MMLSpark: Unifying Machine Learning Ecosystems at Massive Scales
This work provides a unified tool for scalable machine learning, addressing integration challenges for developers and researchers working with big data ecosystems.
The authors introduced MMLSpark, an ecosystem that extends Apache Spark for various machine learning tasks, and presented Spark Serving for running Spark programs as low-latency web services. They demonstrated its application in a deep object detection method for Snow Leopard conservation without human-labeled data.

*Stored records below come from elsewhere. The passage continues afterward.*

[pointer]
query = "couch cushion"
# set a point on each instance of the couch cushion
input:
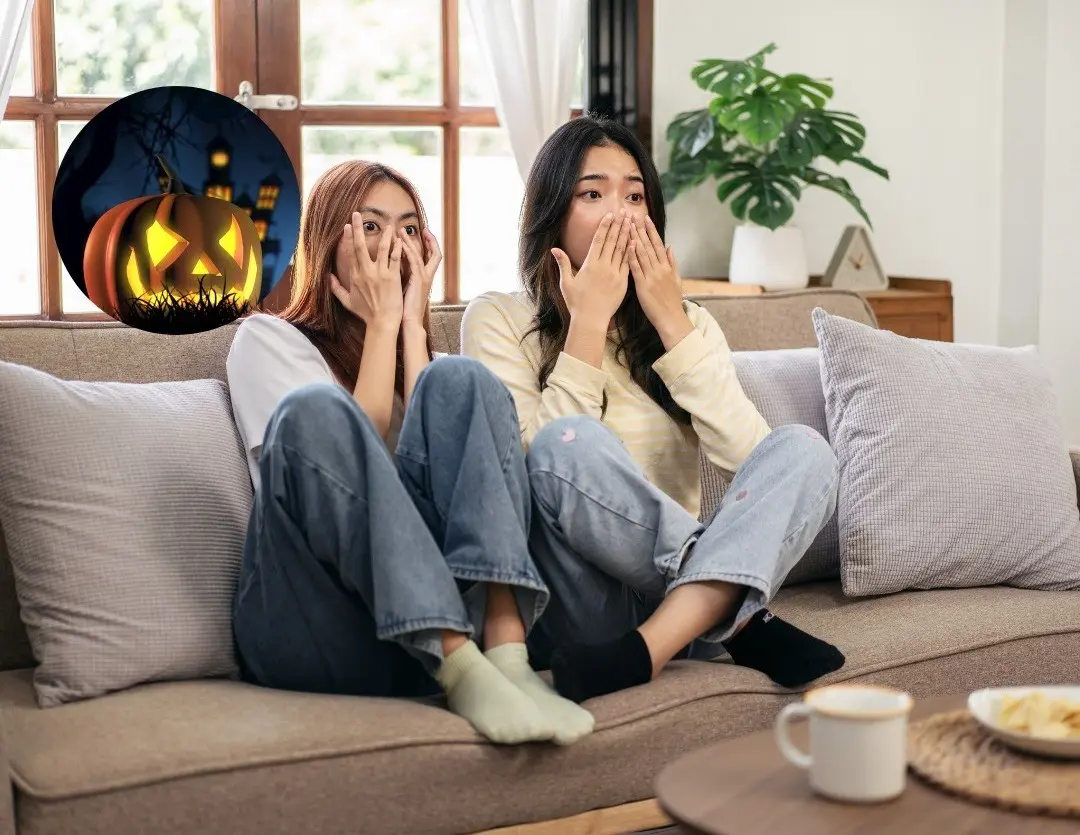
(124, 508)
(954, 467)
(112, 351)
(224, 756)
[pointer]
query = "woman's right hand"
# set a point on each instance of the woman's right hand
(369, 290)
(594, 293)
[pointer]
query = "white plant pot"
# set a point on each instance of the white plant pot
(774, 258)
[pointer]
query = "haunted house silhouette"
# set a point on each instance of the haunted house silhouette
(219, 185)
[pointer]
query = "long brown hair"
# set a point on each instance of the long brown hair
(313, 309)
(548, 194)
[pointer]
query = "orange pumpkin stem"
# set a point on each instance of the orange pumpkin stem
(174, 186)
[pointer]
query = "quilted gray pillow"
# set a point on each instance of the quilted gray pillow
(785, 386)
(124, 508)
(954, 467)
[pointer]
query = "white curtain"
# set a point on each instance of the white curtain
(14, 23)
(531, 49)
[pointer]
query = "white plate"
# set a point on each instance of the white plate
(984, 705)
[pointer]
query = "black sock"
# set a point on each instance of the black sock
(583, 672)
(785, 654)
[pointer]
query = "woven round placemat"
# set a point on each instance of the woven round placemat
(954, 752)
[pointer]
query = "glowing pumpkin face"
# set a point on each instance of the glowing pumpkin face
(176, 244)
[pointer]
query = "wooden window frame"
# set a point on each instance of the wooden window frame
(238, 56)
(233, 59)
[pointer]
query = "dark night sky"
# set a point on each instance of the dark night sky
(111, 160)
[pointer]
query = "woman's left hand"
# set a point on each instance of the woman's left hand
(421, 277)
(657, 281)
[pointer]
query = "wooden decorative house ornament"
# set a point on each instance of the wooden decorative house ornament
(854, 264)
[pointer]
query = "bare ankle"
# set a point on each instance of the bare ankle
(453, 641)
(502, 621)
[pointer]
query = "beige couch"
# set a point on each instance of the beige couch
(225, 757)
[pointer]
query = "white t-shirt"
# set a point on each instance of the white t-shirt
(268, 359)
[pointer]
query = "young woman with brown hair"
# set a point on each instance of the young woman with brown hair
(388, 537)
(620, 385)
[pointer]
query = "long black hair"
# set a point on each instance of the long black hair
(548, 194)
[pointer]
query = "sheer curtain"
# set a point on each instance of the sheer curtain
(14, 22)
(531, 50)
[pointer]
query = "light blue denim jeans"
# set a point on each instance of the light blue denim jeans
(610, 544)
(355, 560)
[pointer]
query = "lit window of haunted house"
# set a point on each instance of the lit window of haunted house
(219, 185)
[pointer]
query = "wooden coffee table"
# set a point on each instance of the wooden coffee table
(744, 786)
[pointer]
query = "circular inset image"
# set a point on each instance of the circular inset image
(176, 210)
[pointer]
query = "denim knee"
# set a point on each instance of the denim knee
(570, 447)
(315, 411)
(449, 377)
(808, 448)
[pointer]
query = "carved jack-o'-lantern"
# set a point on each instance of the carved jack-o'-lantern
(172, 245)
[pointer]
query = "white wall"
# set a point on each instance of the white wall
(1024, 159)
(925, 76)
(1060, 287)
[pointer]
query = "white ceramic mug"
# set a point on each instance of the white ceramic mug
(858, 741)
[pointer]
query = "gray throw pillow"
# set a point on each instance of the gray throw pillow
(124, 507)
(954, 467)
(785, 386)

We introduce Microsoft Machine Learning for Apache Spark (MMLSpark), an ecosystem of enhancements that expand the Apache Spark distributed computing library to tackle problems in Deep Learning, Micro-Service Orchestration, Gradient Boosting, Model Interpretability, and other areas of modern computation. Furthermore, we present a novel system called Spark Serving that allows users to run any Apache Spark program as a distributed, sub-millisecond latency web service backed by their existing Spark Cluster. All MMLSpark contributions have the same API to enable simple composition across frameworks and usage across batch, streaming, and RESTful web serving scenarios on static, elastic, or serverless clusters. We showcase MMLSpark by creating a method for deep object detection capable of learning without human labeled data and demonstrate its effectiveness for Snow Leopard conservation.